Spotting scopes, sometimes referred to as monoculars, are small, telescope-like optics that began as tools used by the military. Today, they are widely used in the consumer market for hunting, bird watching, viewing ships, scoring shooting range targets and photography. Spotting scopes can mount on a common camera tripod and are quite suitable for daytime use. They provide more magnification than binoculars and are more portable than most telescopes.

Spotting Scope Information:

  1. Spotting scopes provide upright images. One major difference between spotting scopes and telescopes, especially astronomical telescopes, is that a spotting scope always has an upright image and an astronomical telescope may have a reversed or even inverted image, which is not a problem in astronomy but is a huge issue in spotting.

  2. Spotting scopes generally have three numbers to define them. The first two numbers are for the range of optics magnification and the third number indicates the size of the lens. A 15-45x60 scope, for example, has a magnification range of 15x to 45x and a lens size of 60 mm.

  3. Environment affects the scope's effectiveness. When you're using a spotting scope, be aware that atmospheric conditions will affect visibility, especially heat waves, dust, high winds and mist or fog. Low-altitude climates with high humidity do not favor high magnification. Drier, higher altitudes are more favorable for high magnification. As the magnification increases, the image quality decreases. This is more noticeable in inexpensive models.

  4. There are several ways to improve the objective quality. This is accomplished through special glass lenses. Some examples include HD glass, APO glass and Fluorite glass. These cost more but will improve the objective image quality under many conditions.

  5. Eye relief varies among the different models. Something to bear in mind if you will be wearing goggles or glasses is the eye-relief distance of your scope. Eye relief refers to the distance your eye can be from the scope to still have a full field of vision. Most scopes have an eye relief of 14 mm, but if you wear thick glasses, you may need more.

  6. Not all scopes are waterproof. Most of the time, this is not a necessity; however, if a scope is waterproof, it also keeps dust out. On the other hand, many spotting scopes are water-resistant, so it is a good idea to look for this feature when you are shopping for one..

  7. Lenses come in different qualities. They can be fully coated, multicoated or fully multicoated. All premium-grade lenses are fully multicoated. The lens coating can play a large role in light transmission and glare reduction.

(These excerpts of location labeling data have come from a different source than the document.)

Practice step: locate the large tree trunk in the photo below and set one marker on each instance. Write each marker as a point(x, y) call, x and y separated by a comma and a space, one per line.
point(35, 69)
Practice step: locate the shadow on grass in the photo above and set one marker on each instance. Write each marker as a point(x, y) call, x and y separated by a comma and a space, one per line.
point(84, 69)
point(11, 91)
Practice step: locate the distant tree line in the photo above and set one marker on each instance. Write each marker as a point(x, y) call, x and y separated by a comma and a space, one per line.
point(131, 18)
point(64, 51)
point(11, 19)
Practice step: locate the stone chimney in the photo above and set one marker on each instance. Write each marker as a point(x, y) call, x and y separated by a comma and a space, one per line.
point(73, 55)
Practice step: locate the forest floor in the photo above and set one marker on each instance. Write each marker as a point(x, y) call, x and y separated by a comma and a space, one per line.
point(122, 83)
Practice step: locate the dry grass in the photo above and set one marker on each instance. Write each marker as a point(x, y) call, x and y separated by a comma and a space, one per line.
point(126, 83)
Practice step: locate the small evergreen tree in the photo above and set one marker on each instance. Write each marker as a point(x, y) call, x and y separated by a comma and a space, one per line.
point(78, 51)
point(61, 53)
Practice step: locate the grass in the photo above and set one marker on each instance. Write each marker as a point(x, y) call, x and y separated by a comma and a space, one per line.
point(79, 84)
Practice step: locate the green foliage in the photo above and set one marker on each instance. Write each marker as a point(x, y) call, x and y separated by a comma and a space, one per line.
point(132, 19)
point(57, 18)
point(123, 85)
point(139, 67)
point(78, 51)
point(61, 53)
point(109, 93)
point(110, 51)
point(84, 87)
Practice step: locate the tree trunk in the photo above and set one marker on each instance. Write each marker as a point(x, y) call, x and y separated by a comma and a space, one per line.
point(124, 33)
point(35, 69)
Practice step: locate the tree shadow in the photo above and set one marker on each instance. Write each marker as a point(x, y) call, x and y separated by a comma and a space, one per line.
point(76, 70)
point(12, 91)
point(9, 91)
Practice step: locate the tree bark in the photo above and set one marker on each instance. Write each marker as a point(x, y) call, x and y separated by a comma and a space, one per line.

  8. You will not be able to "free-hand" aim a spotting scope at high magnification effectively. A tripod or some support will be necessary. There are car window mounts available, and these should work well to stabilize the scope. Heavier scopes will need heavier tripods.

  9. Scopes often require extra equipment. It is important to know when shopping for a spotting scope that some do not include the eyepiece in the listed price. There is also "armor" available for spotting scopes in the form of zippered nylon or canvas covers that stay on the scope to protect the scope's body from scratches and dings.